Прошло два с половиной дня, а посланец все не возвращался. Пребывание на постоялом дворе было приятным, комнаты и обслуживание — хорошие, а еда и питье — просто великолепны. Но уже в первую ночь не хватило воздуха, и Эразм плохо спал и ослаб. Вернулись боли в желудке, и из всего обилия блюд, подававшихся герром Мирцелем собственной персоной, он мог себе позволить лишь цыплячье крылышко, стакан бургундского, да какой-нибудь фрукт. «Сердце у меня католическое, да вот желудок лютеранский», — говаривал он. Вообще же в еде и питье Эразм был гурманом с тех времен, как служил учителем у лорда Маунтджоя в Англии. Пивом он гнушался и не переносил запаха рыбы.
Весь первый день он пребывал в веселом расположении духа, в противоположность своему печальному виду. Подыскав себе уголок в задней стороне широкого двора под раскидистым вязом, они с Пиркхаймером усаживались в его тени и беседовали в течение дневных часов обо всем на свете.
Разговаривали на латыни, не опасаясь, что их услышат местные обитатели или заезжие гости, предававшиеся обжорству и пьянству в отдаленной от них части двора, либо игравшие в кости и сопровождавшие игру взрывами хохота. Говорили только двое, Эразм и Пиркхаймер, а сидевший рядом Бривис, не принимая участия в беседе, жадно ловил каждое слово, исходящее из их уст, и старательно конспектировал разговор на листе бумаги. Лишь иногда, не расслышав чего-нибудь, со смирением просил повторить последнюю фразу.
У них, собственно, не было никаких существенных разногласий в оценке событий.
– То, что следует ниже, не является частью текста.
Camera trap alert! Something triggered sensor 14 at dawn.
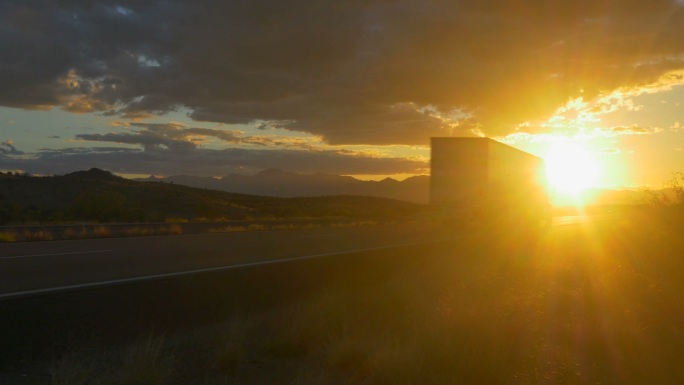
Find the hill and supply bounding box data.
[137,169,430,204]
[0,169,425,223]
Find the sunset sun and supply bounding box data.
[546,143,601,194]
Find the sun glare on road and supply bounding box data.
[545,143,601,194]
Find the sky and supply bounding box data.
[0,0,684,188]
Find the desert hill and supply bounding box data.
[0,169,426,223]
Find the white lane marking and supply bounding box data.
[0,238,460,300]
[0,250,111,259]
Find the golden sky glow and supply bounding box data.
[545,142,601,193]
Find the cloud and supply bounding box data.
[0,140,24,155]
[0,147,429,176]
[76,123,242,152]
[602,125,663,136]
[0,0,684,145]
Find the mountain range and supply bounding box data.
[137,169,649,206]
[136,169,430,204]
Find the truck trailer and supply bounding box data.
[430,137,550,226]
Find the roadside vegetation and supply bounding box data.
[36,204,684,385]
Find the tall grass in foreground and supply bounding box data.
[53,208,684,385]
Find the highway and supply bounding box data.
[0,216,598,300]
[0,220,452,299]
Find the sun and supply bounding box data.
[545,143,601,194]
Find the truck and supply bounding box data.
[430,137,551,229]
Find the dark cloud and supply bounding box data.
[0,0,684,144]
[0,140,24,155]
[0,147,428,176]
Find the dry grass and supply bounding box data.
[0,231,17,243]
[41,208,684,384]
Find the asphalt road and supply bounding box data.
[0,220,444,299]
[0,216,601,300]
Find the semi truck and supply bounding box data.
[430,137,551,228]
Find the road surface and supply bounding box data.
[0,216,600,300]
[0,220,454,299]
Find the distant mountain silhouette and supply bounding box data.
[137,169,430,204]
[138,169,648,205]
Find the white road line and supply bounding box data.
[0,239,454,300]
[0,250,111,259]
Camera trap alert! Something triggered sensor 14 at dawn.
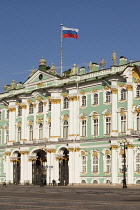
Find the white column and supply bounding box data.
[5,152,12,183]
[9,160,13,183]
[50,89,61,141]
[24,151,28,182]
[21,104,27,141]
[126,85,133,135]
[46,150,51,185]
[8,101,16,141]
[54,157,59,183]
[68,148,75,184]
[28,158,32,184]
[111,88,118,136]
[111,145,118,184]
[20,152,25,185]
[33,104,39,140]
[127,144,134,184]
[43,102,47,139]
[69,95,79,140]
[73,148,80,184]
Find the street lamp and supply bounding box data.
[120,139,129,188]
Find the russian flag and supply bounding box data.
[62,26,79,39]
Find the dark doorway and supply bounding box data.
[59,148,69,185]
[32,150,47,185]
[13,152,21,184]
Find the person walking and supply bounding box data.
[58,179,60,186]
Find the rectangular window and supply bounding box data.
[106,117,111,135]
[82,120,86,136]
[93,119,98,136]
[93,156,98,173]
[82,156,86,173]
[121,115,126,133]
[6,129,9,143]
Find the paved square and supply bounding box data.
[0,185,140,210]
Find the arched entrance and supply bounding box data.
[32,150,47,185]
[13,151,21,184]
[59,148,69,185]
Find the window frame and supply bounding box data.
[38,101,43,113]
[63,120,69,139]
[38,123,43,140]
[63,97,69,109]
[92,155,99,173]
[29,103,34,114]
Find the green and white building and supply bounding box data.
[0,57,140,184]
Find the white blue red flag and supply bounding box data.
[62,26,79,39]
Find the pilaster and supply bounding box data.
[127,144,134,184]
[69,93,80,140]
[126,85,133,135]
[111,88,118,136]
[110,145,118,184]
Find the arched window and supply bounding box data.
[93,118,99,136]
[39,123,43,139]
[137,112,140,131]
[49,123,51,138]
[120,154,127,172]
[29,104,34,114]
[106,117,111,135]
[0,111,2,120]
[17,127,21,142]
[82,96,86,106]
[63,97,69,109]
[82,120,86,137]
[5,128,9,143]
[48,101,52,112]
[38,101,43,113]
[6,110,9,119]
[0,128,2,145]
[18,106,22,116]
[121,115,126,133]
[106,91,111,102]
[63,120,68,138]
[93,93,98,105]
[136,153,140,172]
[121,88,126,100]
[106,155,111,173]
[136,85,140,97]
[29,125,33,141]
[82,156,87,173]
[93,156,98,173]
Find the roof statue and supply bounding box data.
[28,67,36,78]
[70,64,78,76]
[100,58,106,69]
[3,84,9,92]
[48,63,56,74]
[10,80,17,90]
[111,50,117,66]
[129,59,133,66]
[39,57,46,66]
[88,61,93,71]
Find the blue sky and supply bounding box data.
[0,0,140,92]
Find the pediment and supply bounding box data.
[24,70,59,86]
[122,65,140,80]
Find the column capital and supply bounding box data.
[127,144,134,149]
[126,85,133,91]
[110,145,118,150]
[111,88,118,94]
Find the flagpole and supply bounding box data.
[60,24,63,76]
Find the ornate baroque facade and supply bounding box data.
[0,57,140,184]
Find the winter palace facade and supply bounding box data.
[0,57,140,185]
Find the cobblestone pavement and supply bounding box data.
[0,185,140,210]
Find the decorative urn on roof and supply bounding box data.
[39,57,46,66]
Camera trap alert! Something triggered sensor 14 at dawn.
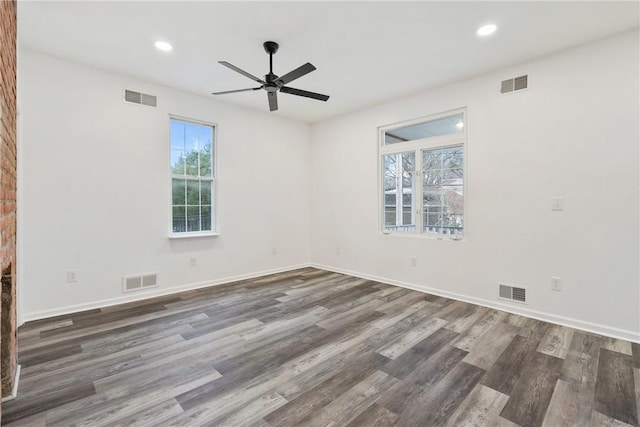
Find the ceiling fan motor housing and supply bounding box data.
[262,42,280,55]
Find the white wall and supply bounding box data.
[311,32,640,341]
[18,49,310,320]
[18,32,640,341]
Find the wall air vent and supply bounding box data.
[500,75,529,93]
[498,283,527,303]
[124,89,158,107]
[122,273,158,292]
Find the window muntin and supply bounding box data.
[379,110,466,238]
[170,118,215,234]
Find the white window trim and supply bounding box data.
[378,107,469,241]
[165,114,220,240]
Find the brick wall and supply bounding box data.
[0,0,17,402]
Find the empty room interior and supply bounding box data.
[0,0,640,427]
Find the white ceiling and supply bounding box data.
[18,1,639,122]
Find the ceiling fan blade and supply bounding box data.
[276,62,316,85]
[267,92,278,111]
[211,86,262,95]
[218,61,265,84]
[280,86,329,101]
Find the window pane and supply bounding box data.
[187,206,200,231]
[171,150,185,175]
[382,152,416,231]
[200,206,211,231]
[171,120,185,151]
[172,206,187,233]
[422,146,464,234]
[422,191,442,208]
[185,123,200,153]
[442,147,462,169]
[200,181,211,206]
[184,151,199,177]
[402,207,413,225]
[384,207,396,226]
[442,169,462,186]
[200,145,212,176]
[384,113,464,145]
[171,179,187,205]
[187,180,200,206]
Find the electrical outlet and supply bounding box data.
[551,197,564,211]
[67,270,78,283]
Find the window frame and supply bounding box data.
[378,107,468,240]
[167,114,220,239]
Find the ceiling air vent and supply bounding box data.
[122,273,158,292]
[124,89,158,107]
[498,283,527,303]
[500,75,529,93]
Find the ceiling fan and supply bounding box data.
[212,41,329,111]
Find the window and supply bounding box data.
[380,110,466,238]
[170,118,215,235]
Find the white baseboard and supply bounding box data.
[22,264,309,322]
[23,263,640,343]
[0,365,21,403]
[310,263,640,343]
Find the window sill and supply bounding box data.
[169,231,220,240]
[380,231,466,242]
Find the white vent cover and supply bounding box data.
[498,283,527,303]
[124,89,158,107]
[500,75,529,93]
[122,273,158,292]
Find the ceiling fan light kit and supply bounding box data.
[212,41,329,111]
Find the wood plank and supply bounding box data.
[500,352,563,427]
[446,384,510,427]
[481,336,539,395]
[396,362,484,427]
[2,383,96,424]
[538,325,574,359]
[454,310,506,352]
[300,371,398,427]
[631,342,640,369]
[346,403,398,427]
[264,353,388,427]
[593,348,638,425]
[464,323,518,371]
[378,317,448,359]
[590,410,634,427]
[382,328,458,379]
[378,346,467,414]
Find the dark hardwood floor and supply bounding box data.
[2,268,640,427]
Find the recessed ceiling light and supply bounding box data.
[476,24,498,36]
[154,40,173,52]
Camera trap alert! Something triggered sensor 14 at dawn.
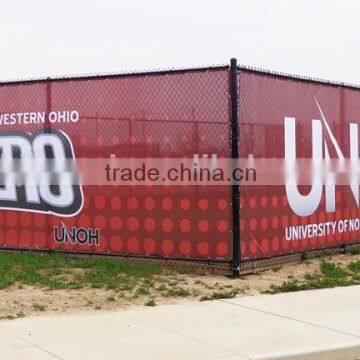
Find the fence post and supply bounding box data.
[230,58,241,276]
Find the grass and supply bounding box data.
[200,289,239,301]
[264,261,360,294]
[0,252,161,292]
[144,298,156,306]
[33,303,46,311]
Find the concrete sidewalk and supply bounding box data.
[0,286,360,360]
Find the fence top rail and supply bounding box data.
[0,65,229,87]
[238,65,360,90]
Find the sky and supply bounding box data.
[0,0,360,84]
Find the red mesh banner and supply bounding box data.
[0,68,231,260]
[239,70,360,259]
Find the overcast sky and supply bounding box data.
[0,0,360,84]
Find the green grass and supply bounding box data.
[264,261,360,294]
[0,252,161,291]
[144,298,156,306]
[200,289,239,301]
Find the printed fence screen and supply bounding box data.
[239,69,360,259]
[0,59,360,270]
[0,68,231,260]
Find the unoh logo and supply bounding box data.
[284,100,359,216]
[0,129,83,216]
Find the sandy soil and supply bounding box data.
[0,255,360,319]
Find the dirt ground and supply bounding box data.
[0,254,360,319]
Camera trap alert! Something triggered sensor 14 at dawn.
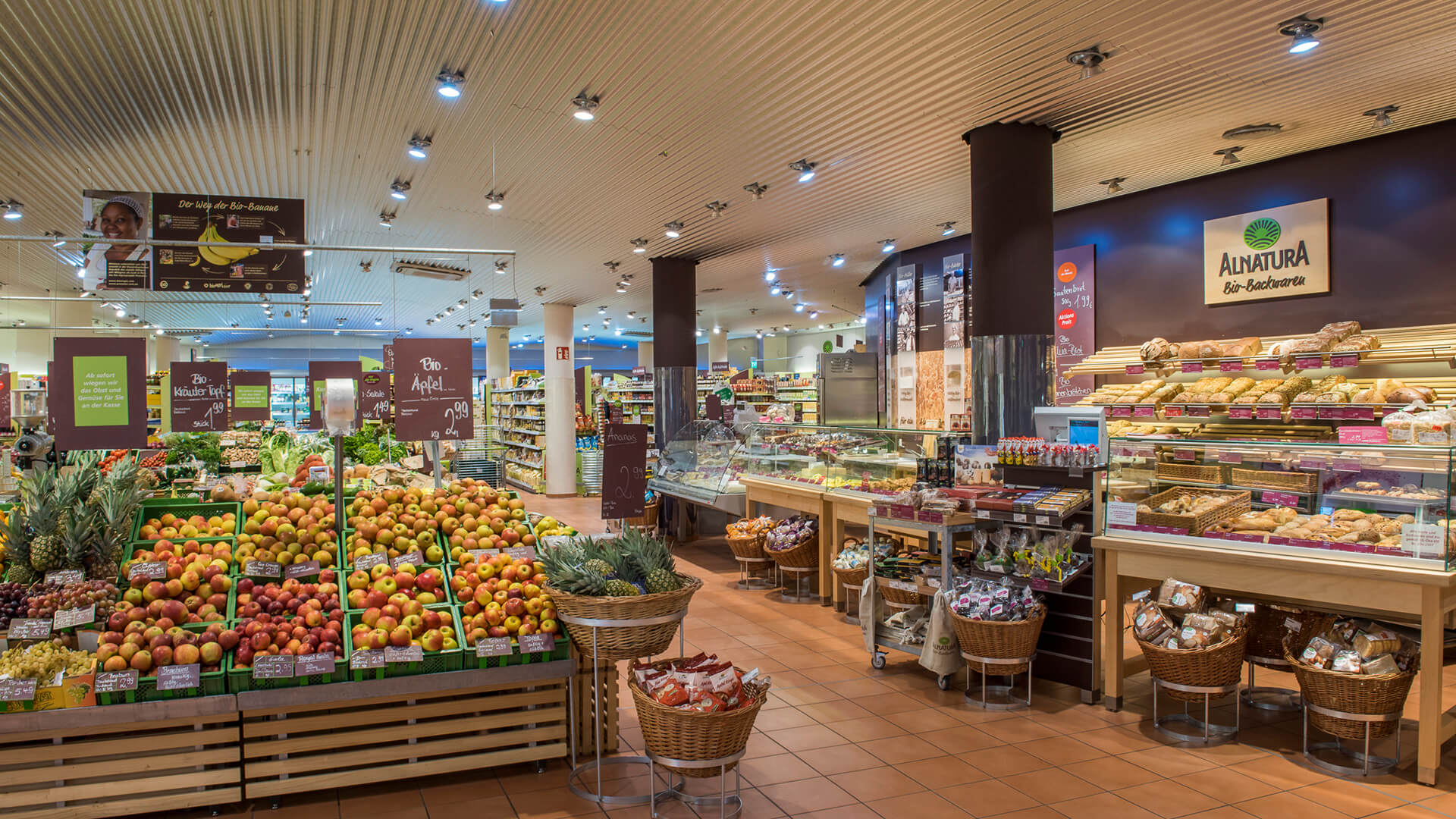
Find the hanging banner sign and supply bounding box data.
[394,338,475,440]
[1051,245,1097,406]
[1203,199,1329,305]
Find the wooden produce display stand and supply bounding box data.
[1092,536,1456,786]
[0,694,243,819]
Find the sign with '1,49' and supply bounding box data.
[394,338,475,440]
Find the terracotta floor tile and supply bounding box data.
[956,745,1050,777]
[866,791,968,819]
[937,780,1041,816]
[859,736,946,765]
[767,726,845,751]
[1056,792,1156,819]
[1239,792,1344,819]
[1018,736,1106,765]
[826,717,913,742]
[758,777,858,816]
[896,756,990,790]
[1117,777,1226,819]
[798,745,885,775]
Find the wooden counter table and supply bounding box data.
[1092,536,1456,786]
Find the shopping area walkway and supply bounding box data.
[202,497,1456,819]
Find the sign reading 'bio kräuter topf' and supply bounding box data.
[1203,199,1329,305]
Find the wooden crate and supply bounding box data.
[0,694,243,819]
[236,661,575,799]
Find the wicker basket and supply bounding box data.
[1138,487,1249,535]
[1228,466,1320,494]
[628,661,769,778]
[1134,628,1249,702]
[763,532,818,568]
[951,605,1046,675]
[1153,460,1228,484]
[546,574,703,661]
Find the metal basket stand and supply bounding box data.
[646,751,747,819]
[1152,676,1241,745]
[1301,699,1401,777]
[961,651,1037,711]
[557,606,687,799]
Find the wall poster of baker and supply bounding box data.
[82,191,152,290]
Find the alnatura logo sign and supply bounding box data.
[1203,199,1329,305]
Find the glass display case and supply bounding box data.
[648,421,744,516]
[1105,438,1456,571]
[733,424,939,497]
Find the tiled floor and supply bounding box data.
[159,489,1456,819]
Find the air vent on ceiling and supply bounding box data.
[1223,122,1284,140]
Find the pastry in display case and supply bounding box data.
[648,419,744,516]
[734,424,937,497]
[1105,438,1456,571]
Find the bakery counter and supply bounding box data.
[1092,535,1456,784]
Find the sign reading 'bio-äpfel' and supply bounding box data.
[1203,199,1329,305]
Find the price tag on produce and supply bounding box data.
[475,637,511,657]
[293,651,337,676]
[10,617,51,640]
[384,645,425,663]
[46,568,86,586]
[96,669,141,694]
[157,657,200,691]
[0,679,36,702]
[350,648,384,669]
[253,654,293,679]
[54,604,96,628]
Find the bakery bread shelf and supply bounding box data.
[1065,324,1456,376]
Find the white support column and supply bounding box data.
[541,305,576,495]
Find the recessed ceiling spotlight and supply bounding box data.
[435,71,464,99]
[1067,46,1108,80]
[789,158,818,182]
[1279,14,1325,54]
[1364,105,1401,128]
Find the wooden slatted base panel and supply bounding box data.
[237,661,575,799]
[0,695,243,819]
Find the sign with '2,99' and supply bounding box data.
[394,338,475,440]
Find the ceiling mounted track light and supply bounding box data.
[1279,16,1325,54]
[571,92,601,122]
[1213,146,1244,166]
[1067,46,1108,80]
[1364,105,1401,128]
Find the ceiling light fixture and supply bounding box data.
[1279,16,1325,54]
[571,92,601,122]
[1067,46,1108,80]
[435,71,464,99]
[1364,105,1401,128]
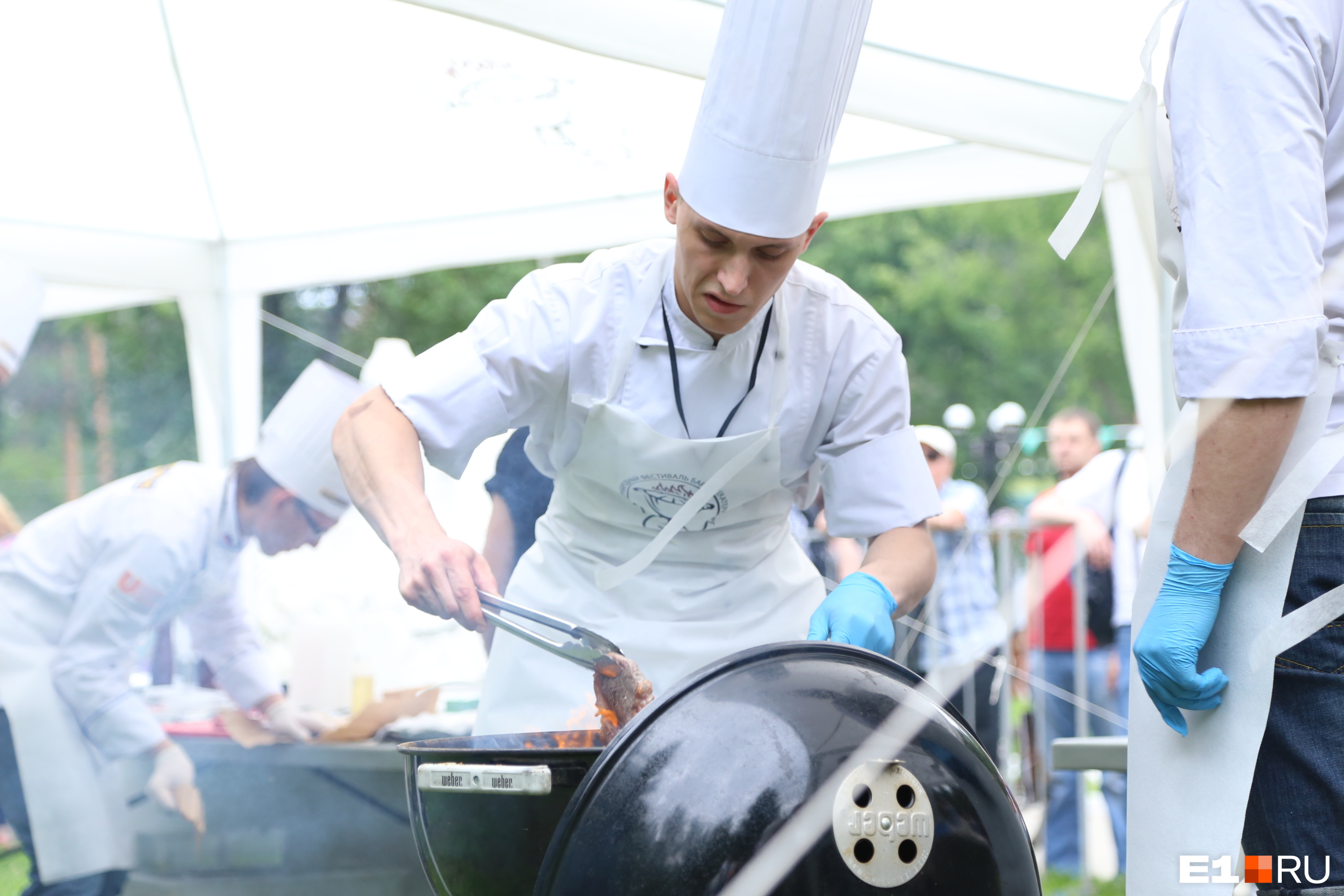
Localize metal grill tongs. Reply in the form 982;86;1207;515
476;588;621;670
По мнению обоих, разгоревшаяся религиозная полемика, бывшая ничем иным, как прикрытием борьбы за власть и столкновения интересов отнюдь не божественного происхождения, угрожала науке и духовной свободе. За последние годы Эразм не в малой степени разуверился в способности разума победить глупость, смирить инстинкты человека и управлять его языком. Он пришел к заключению, что истинному человеку духа следует служить одной лишь мудрости, сторонясь до поры до времени бушующей злобы дня. Сатирическая «Похвала глупости», написанная им много лет тому назад, обернулась горькой действительностью.